At Duke Voice Care, you'll find experts in diagnosing and treating vocal cord dysfunction who also understand the difficulties of living with this disorder. Our Durham and Raleigh clinic locations offer customized treatments and therapy to help you find relief.
About Vocal Cord Dysfunction
Vocal cord dysfunction, also known as paradoxical vocal fold movement, is part of irritable larynx syndrome -- an upper airway disorder with a range of symptoms, all related to excess irritation of the delicate voice box. During a VCD attack, your vocal cords close involuntarily when they should be open as you inhale, and you may feel as if you are choking or suffocating. Sometimes, sounds may come from your throat when you have trouble inhaling. You may also have a chronic cough. Some people with irritable larynx syndrome don't have difficulty breathing but only have a chronic cough, which can be debilitating in its own right.
Diagnosing and Treating VCD
VCD is frequently misunderstood and misdiagnosed. Often, it's mistaken for asthma. Our voice specialists will use the latest diagnostic tests to identify whether you have vocal cord dysfunction. Our specially trained speech pathologists can help you understand the common triggers for VCD attacks and teach you exercises to help your throat relax, keep your vocal cords open when you inhale, and ease your symptoms.

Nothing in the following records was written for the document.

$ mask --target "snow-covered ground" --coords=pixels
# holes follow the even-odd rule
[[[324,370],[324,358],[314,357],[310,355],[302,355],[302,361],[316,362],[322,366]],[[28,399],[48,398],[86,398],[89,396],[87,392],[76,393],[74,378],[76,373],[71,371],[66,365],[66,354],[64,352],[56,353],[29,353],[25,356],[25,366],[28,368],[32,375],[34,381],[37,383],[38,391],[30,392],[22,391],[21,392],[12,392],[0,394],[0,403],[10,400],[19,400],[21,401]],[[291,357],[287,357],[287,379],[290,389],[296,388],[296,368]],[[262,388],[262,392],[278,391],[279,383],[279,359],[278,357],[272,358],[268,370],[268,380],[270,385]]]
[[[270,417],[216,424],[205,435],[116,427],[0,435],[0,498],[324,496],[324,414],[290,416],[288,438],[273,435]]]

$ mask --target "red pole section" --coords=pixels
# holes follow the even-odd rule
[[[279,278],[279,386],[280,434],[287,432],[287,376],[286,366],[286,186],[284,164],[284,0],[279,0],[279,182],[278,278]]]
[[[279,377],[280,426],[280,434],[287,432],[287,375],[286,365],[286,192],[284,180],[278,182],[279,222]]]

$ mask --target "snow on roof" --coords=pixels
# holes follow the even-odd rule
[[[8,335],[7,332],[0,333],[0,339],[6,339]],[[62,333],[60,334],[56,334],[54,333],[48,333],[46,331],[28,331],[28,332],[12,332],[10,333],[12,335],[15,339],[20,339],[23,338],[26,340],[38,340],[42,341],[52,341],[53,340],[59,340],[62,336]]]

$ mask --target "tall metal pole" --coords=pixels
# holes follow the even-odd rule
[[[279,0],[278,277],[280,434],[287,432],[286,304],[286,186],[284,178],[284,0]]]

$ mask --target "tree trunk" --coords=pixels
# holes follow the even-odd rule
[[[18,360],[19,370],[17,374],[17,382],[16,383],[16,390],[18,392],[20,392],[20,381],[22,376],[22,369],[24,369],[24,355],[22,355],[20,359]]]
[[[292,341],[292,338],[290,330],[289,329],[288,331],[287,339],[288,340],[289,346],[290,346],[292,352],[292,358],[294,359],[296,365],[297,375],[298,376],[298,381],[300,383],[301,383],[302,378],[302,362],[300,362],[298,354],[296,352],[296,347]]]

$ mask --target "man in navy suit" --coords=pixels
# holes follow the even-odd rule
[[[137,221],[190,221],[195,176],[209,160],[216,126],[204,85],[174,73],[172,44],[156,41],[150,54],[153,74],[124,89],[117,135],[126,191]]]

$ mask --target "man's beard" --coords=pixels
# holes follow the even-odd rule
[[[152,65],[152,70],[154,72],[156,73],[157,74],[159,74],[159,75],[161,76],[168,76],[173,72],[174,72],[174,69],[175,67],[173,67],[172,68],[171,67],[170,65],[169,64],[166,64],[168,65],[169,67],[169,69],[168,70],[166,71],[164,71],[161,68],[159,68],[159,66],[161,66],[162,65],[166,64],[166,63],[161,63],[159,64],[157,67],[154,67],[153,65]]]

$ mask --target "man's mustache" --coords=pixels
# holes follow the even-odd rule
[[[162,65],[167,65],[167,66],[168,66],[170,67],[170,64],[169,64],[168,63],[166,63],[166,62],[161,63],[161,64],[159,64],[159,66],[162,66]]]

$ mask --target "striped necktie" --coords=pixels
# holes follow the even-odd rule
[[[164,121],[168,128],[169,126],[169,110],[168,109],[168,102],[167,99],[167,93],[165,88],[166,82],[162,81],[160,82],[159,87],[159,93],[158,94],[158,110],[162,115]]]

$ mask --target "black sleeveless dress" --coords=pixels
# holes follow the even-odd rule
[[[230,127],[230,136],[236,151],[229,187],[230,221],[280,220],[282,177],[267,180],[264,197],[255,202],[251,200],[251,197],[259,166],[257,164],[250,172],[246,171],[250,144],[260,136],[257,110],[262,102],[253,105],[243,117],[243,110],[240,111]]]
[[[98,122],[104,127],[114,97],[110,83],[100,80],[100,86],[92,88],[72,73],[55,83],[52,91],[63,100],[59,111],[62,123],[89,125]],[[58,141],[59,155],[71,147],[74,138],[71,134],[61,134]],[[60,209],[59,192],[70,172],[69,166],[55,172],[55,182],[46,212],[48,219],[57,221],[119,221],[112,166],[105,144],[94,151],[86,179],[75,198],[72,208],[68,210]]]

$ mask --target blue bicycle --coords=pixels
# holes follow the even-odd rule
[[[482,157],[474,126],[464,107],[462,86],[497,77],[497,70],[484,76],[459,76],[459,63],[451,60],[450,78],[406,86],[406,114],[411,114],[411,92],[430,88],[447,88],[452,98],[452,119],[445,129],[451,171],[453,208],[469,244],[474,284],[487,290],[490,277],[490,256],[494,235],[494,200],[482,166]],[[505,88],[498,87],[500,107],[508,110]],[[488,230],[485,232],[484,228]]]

If you have asthma as well, we coordinate your care with lung specialists at Duke Health who can help you manage your condition.
Duke Voice Care has locations in Durham and Raleigh. Find one near you.
Our team will take a detailed history of your breathing symptoms to note the patterns that suggest vocal cord dysfunction and identify any triggers for these attacks. Your laryngologist will also evaluate whether any medical conditions, surgeries, or recent illnesses could have caused changes in your voice or breathing. We will perform a head and neck examination and a visual examination of your voice box. The following tests may also be necessary.
This detailed visual exam helps us evaluate how your vocal cords vibrate while you speak or sing. A tiny camera attached to a small tube called an endoscope is inserted through your nose and allows us to see your vocal cords and larynx (voice box). A flashing strobe light simulates slow-motion video images of your vocal cords. The exam takes only about a minute, and your nose may be sprayed with topical anesthetic for your comfort.
Your team will look for lesions, stiffness, paralysis, irregular movements, throat strain, or incomplete closure of the vocal cords. If VCD is suspected, your team will evaluate the movement of your vocal cords during breathing. Actual episodes of VCD are rarely seen on these exams, but your larynx will be evaluated to make sure that all the structures are normal.
After the exam, your team will review the images with you to discuss your diagnosis and treatment plan.
Laryngovideostroboscopy can be essential to reaching an accurate diagnosis and determining the best treatment for voice box problems.
We may refer you to a lung disease specialist who will determine whether you have asthma and provide treatment as needed.
In addition, Duke University Hospital is proud to be named the best hospital in North Carolina, and nationally ranked in 10 adult and 9 pediatric specialties by U.S. News & World Report for 2019–2020.
Why Choose Duke
A Team of Experts
At Duke, one of the few comprehensive voice centers in the Southeast, your care team will include laryngologists -- ear, nose, and throat (ENT) doctors with advanced training in voice and throat disorders -- and speech pathologists specially trained to evaluate and treat patients with voice problems and laryngeal disorders. Your team has years of experience treating vocal cord dysfunction.
We work with specialists in allergy, asthma, and digestive disorders throughout Duke Health to ensure you receive coordinated care for all of the underlying causes of your vocal cord dysfunction.
Sport-Specific Care for Athletes
If you are an athlete with VCD, we'll coordinate with your coach as appropriate to provide education about your disorder and promote the use of best breathing strategies for you in your sport.
Research in the Latest Treatment Advances
Our ongoing research ensures you receive the best care.